The fonts must be available under a suitable license such as [OFL](https://en.wikipedia.org/wiki/SIL_Open_Font_License). A good place to look might be this [font library](https://fontlibrary.org/en/search?order=pop&license=OFL+%28SIL+Open+Font+License%29), and if you want sans-serif in particular (for example) you can [filter out the rest](https://fontlibrary.org/en/search?order=pop&license=OFL+%28SIL+Open+Font+License%29&category=sans-serif).
# [Charis SIL](https://fontlibrary.org/en/font/charis) \[added to site: 2020-01-12\]
- serif (almost "slab")
- OFL licensed
- four styles (regular, italic, bold, bold italic)
- "In total, over 3,600 glyphs are included, supporting stylistic alternates for a number of characters as well as a large number of ligated sequences."[^f1]

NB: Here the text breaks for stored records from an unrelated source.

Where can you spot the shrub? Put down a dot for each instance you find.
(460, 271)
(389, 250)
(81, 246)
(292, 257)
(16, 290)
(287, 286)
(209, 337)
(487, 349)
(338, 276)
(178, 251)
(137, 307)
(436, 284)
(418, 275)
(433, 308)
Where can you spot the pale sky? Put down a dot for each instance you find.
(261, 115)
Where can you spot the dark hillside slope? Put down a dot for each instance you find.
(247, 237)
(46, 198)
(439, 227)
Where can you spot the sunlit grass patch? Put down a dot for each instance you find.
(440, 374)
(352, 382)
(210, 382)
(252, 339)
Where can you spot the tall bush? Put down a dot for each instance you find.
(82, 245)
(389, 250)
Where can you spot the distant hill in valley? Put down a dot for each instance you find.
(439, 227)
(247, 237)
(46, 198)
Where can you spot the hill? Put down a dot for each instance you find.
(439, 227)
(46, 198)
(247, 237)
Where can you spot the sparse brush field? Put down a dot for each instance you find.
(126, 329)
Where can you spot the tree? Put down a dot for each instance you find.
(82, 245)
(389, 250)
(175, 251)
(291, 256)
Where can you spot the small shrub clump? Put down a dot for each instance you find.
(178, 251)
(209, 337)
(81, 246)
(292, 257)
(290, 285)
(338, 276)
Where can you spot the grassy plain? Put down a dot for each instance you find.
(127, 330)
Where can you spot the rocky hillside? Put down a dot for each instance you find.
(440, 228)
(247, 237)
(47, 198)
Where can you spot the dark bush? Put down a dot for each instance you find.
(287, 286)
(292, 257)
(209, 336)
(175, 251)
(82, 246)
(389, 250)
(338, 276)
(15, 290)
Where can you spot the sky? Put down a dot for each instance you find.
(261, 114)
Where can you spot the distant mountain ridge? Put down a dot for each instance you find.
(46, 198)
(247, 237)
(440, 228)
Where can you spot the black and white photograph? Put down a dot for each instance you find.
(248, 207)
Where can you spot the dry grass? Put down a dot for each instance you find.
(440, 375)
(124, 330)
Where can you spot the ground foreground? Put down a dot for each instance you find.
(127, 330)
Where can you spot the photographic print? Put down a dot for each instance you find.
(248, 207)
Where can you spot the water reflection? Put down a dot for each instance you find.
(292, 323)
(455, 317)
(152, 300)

**Rationale**: A large glyph with extended Latin ranges, it is one of the few fonts that also correctly handles stacking diacritics. I work with "scientific" transliteration of classical Hebrew, and Charis SIL handles my "stress test" string perfectly (see screen shot, below):
bərēšīṯ bå̄rå̄ʾ ʾɛ̆lōhīm ʾēṯ haššå̄mayim wəʾēṯ hå̄ʾå̄rɛṣ
It [also includes] the Cyrillic range.
Charis is based on [Bitstream Charter], and works very well both on screen and in print.
[^f1]: It is also available in "[sub-sets]" if the full repertoire of glyphs is not required.

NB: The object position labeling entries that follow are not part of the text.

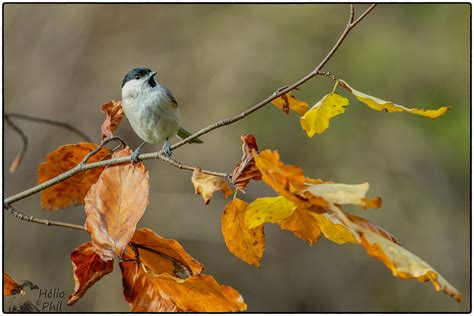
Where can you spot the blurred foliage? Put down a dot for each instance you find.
(64, 61)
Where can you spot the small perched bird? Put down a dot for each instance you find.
(151, 109)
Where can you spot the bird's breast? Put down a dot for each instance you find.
(153, 116)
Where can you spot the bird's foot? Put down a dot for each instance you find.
(167, 149)
(134, 158)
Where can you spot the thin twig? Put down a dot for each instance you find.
(24, 144)
(227, 121)
(33, 219)
(50, 122)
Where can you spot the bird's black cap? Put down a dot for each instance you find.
(140, 71)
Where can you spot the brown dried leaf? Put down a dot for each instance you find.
(245, 170)
(303, 225)
(113, 116)
(72, 190)
(147, 291)
(206, 185)
(114, 205)
(164, 255)
(10, 286)
(88, 268)
(245, 243)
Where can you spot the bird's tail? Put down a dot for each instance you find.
(182, 134)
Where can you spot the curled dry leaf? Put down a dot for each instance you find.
(113, 116)
(403, 263)
(245, 243)
(72, 190)
(114, 205)
(316, 120)
(147, 291)
(387, 106)
(10, 286)
(164, 255)
(206, 185)
(88, 268)
(289, 102)
(245, 170)
(152, 285)
(338, 193)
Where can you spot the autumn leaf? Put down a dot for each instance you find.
(206, 185)
(113, 116)
(149, 287)
(289, 102)
(10, 286)
(245, 170)
(88, 268)
(268, 210)
(72, 190)
(114, 205)
(317, 119)
(245, 243)
(404, 264)
(164, 255)
(338, 193)
(387, 106)
(279, 210)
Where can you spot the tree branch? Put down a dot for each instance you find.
(46, 222)
(159, 154)
(24, 145)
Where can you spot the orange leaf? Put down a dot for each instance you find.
(303, 225)
(10, 286)
(113, 116)
(147, 291)
(245, 170)
(245, 243)
(164, 255)
(206, 185)
(88, 268)
(288, 102)
(114, 205)
(72, 190)
(403, 264)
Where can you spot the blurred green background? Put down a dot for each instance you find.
(64, 61)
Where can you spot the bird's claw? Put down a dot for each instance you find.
(134, 158)
(167, 150)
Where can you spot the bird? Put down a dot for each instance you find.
(152, 110)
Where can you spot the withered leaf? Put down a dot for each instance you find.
(164, 255)
(114, 205)
(147, 291)
(113, 116)
(72, 190)
(88, 268)
(245, 170)
(206, 185)
(10, 286)
(245, 243)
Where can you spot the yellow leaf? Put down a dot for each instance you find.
(206, 185)
(288, 102)
(316, 120)
(268, 210)
(404, 264)
(333, 229)
(245, 243)
(387, 106)
(338, 193)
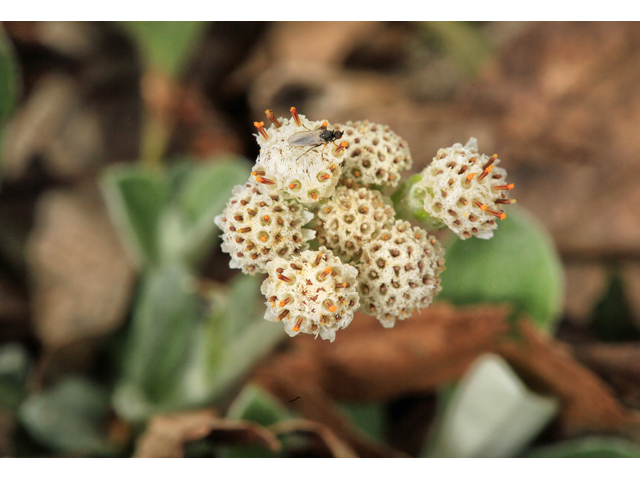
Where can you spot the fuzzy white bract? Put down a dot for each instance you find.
(465, 190)
(313, 292)
(305, 173)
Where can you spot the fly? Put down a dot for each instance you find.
(315, 138)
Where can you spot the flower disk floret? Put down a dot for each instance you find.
(313, 292)
(258, 227)
(399, 273)
(350, 219)
(375, 155)
(465, 190)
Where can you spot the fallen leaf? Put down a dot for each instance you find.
(167, 435)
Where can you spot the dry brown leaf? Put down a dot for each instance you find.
(334, 446)
(167, 435)
(82, 276)
(431, 349)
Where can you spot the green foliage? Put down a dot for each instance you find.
(165, 46)
(408, 202)
(135, 199)
(161, 334)
(255, 404)
(368, 417)
(589, 447)
(612, 319)
(14, 365)
(519, 265)
(9, 75)
(490, 414)
(168, 217)
(69, 418)
(9, 83)
(462, 41)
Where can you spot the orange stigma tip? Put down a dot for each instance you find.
(260, 127)
(294, 114)
(341, 147)
(469, 178)
(481, 206)
(500, 215)
(264, 181)
(273, 119)
(493, 158)
(486, 172)
(504, 187)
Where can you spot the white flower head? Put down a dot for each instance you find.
(350, 219)
(399, 272)
(258, 227)
(307, 173)
(313, 292)
(375, 155)
(466, 190)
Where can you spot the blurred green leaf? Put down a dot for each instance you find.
(14, 365)
(135, 199)
(612, 319)
(231, 340)
(9, 84)
(257, 405)
(166, 46)
(590, 447)
(368, 417)
(491, 413)
(158, 347)
(69, 417)
(203, 194)
(519, 265)
(9, 75)
(464, 42)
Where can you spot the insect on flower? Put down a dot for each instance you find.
(315, 138)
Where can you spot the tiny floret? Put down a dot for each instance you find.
(258, 227)
(399, 273)
(350, 219)
(313, 292)
(298, 169)
(375, 155)
(466, 191)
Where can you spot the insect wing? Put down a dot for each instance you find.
(302, 139)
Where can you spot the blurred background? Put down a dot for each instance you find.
(123, 332)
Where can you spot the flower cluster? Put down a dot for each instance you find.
(466, 190)
(313, 217)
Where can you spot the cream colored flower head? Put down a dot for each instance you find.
(375, 155)
(305, 172)
(258, 227)
(350, 218)
(399, 272)
(465, 190)
(313, 292)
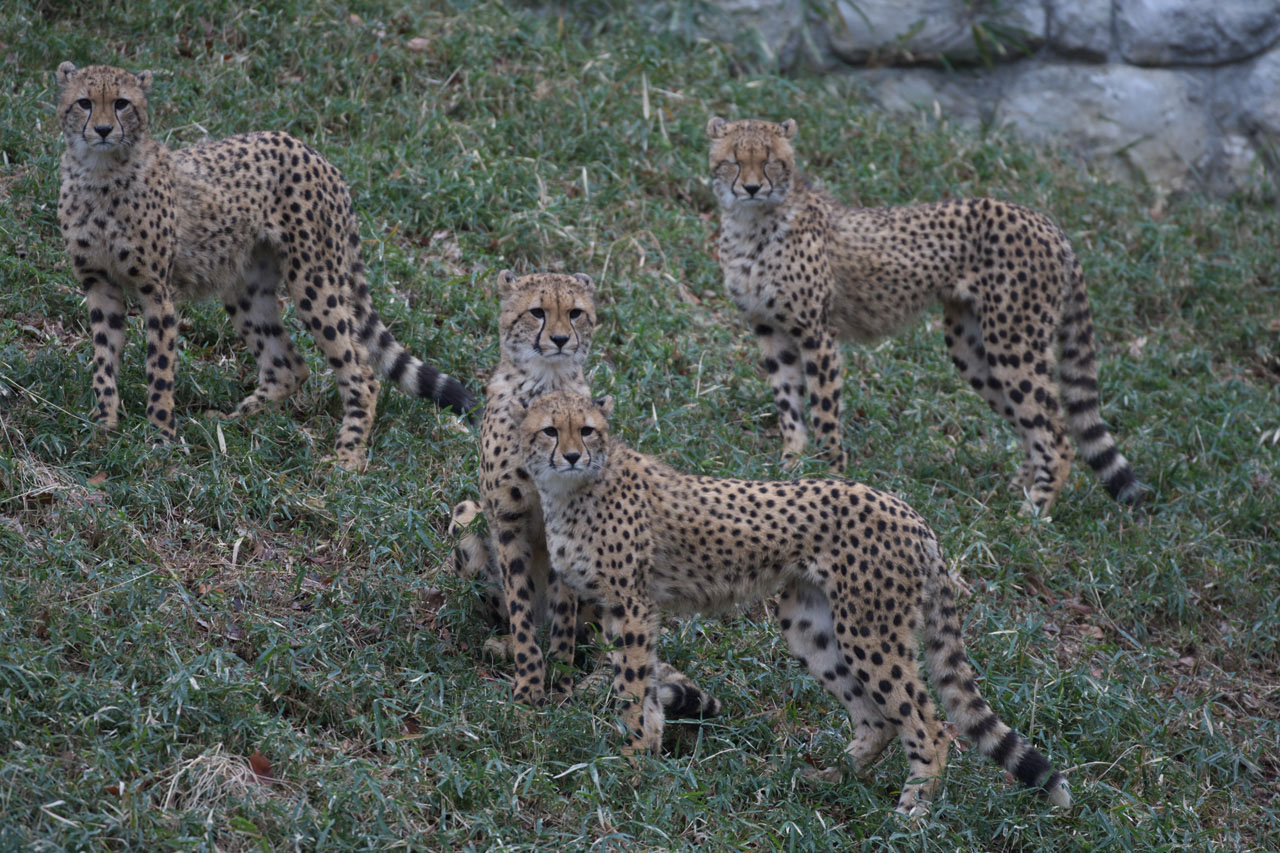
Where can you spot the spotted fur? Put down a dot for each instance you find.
(547, 323)
(858, 571)
(808, 272)
(228, 219)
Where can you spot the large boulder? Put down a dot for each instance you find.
(927, 31)
(1080, 28)
(1152, 122)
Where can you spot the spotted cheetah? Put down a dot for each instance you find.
(859, 575)
(545, 323)
(808, 272)
(228, 219)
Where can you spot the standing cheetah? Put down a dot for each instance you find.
(859, 573)
(228, 219)
(545, 327)
(808, 272)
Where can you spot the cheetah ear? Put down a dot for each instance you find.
(64, 73)
(506, 279)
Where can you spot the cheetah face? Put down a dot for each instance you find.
(566, 437)
(752, 162)
(103, 109)
(547, 320)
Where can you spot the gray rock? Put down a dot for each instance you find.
(1194, 32)
(923, 31)
(1151, 123)
(1080, 28)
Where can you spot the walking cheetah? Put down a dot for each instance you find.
(808, 272)
(228, 219)
(545, 327)
(859, 573)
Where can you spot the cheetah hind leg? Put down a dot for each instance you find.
(255, 310)
(809, 629)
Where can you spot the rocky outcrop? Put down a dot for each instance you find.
(1180, 94)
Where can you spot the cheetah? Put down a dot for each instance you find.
(808, 272)
(228, 219)
(547, 323)
(858, 574)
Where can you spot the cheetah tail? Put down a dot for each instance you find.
(1079, 374)
(412, 375)
(952, 674)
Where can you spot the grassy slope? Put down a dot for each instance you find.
(167, 612)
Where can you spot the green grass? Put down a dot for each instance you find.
(165, 612)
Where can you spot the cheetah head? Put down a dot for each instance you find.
(103, 109)
(752, 162)
(565, 437)
(547, 320)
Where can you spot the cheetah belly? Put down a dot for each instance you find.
(686, 579)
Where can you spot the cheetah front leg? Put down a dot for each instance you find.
(823, 372)
(105, 301)
(631, 633)
(781, 364)
(524, 569)
(161, 320)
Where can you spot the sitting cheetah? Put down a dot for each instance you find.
(859, 575)
(808, 272)
(225, 219)
(545, 328)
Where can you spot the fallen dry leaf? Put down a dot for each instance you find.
(261, 767)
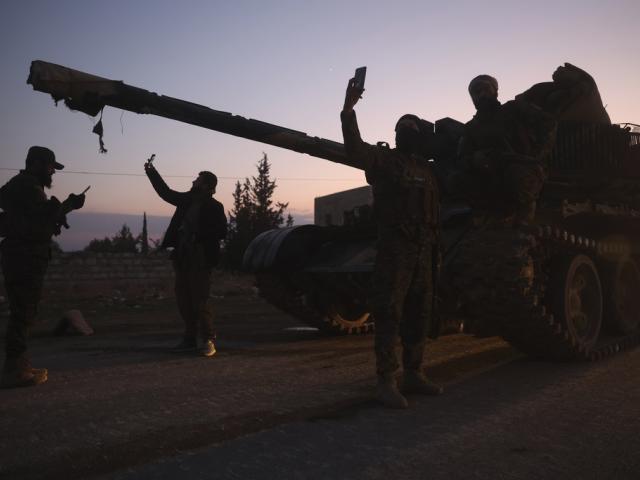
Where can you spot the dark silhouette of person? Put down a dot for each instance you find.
(194, 233)
(30, 219)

# [IBM Plex Sans](https://fonts.google.com/specimen/IBM+Plex+Sans)
- OFL licensed
- 14 members in the family = different weights of regular, italics, bold, and bold italics
- extensive set of Latin characters (909 glyphs) to cover "[100 languages]"; also seven non-Latin scripts
**Rationale**: aside from its very broad language coverage, [IBM Plex Sans] is especially clear and enhances legibility in a Sans font by using a "bar" upper-case `I` *and* a swung foot on lower-case `l`.[^f2] Here it is compared with the current sans options on TA:
[^f1]: There is also a mono and serif in this family, linked on the Google Fonts page. I find the serif a bit busy, [but the `mono`] could be a good match if needed for code blocks.
[^f2]: This is, so far as I'm aware, quite a rare combination. If you know of other sans fonts with this feature, please let me know in a comment. Thanks!
- OFL license
- eight members in family: normal and italic in four weights (light through "black")
- it currently supports the following unicode ranges: Latin-1, Latin-2, Cyrillic, Turkish, Windows Baltic, Macintosh Character Set
**Rationale**: From the [Google Fonts][g1] description:
> Merriweather was designed to be a text face that is pleasant to read on screens. It features a very large x height, slightly condensed letterforms, a mild diagonal stress, sturdy serifs and open forms.
And [from the designer][m2]:
> Merriweather offers a Renaissance warmth while using proportions which are space-saving. It is suitable for editorial design, news and other kinds of space sensitive typography. Merriweather is an evolving project and will be updated.
It is the relatively large x-height, with correspondingly low ascenders/descenders, and open counters (and, to my eye, a certain elegance!) that make this an attractive choice for long-form reading. (I don't use anything else on Wikipedia, for example.) It has come a long way in terms of range of glyphs supported since its early release. For general purpose reading on websites it has become something of a staple, it seems to me.[^fn1]
I debated with myself whether to "poll" for Merriweather or [Gelasio][ge] (also by [Eben Sorkin][es]), but don't want to flood this Q&A with "near neighbours". The differential for Charis (which has already been added as an option on TA) is that Charis implements diacritics in a more robust way than Merriweather (and most other fonts, tbf) so will serve linguists, e.g., in particular. Merriweather is a more general purpose option. I hope TA can support it!
[^fn1]: This is not just anecdotal: according to Google Fonts, "Merriweather is featured in more than 4,200,000 websites".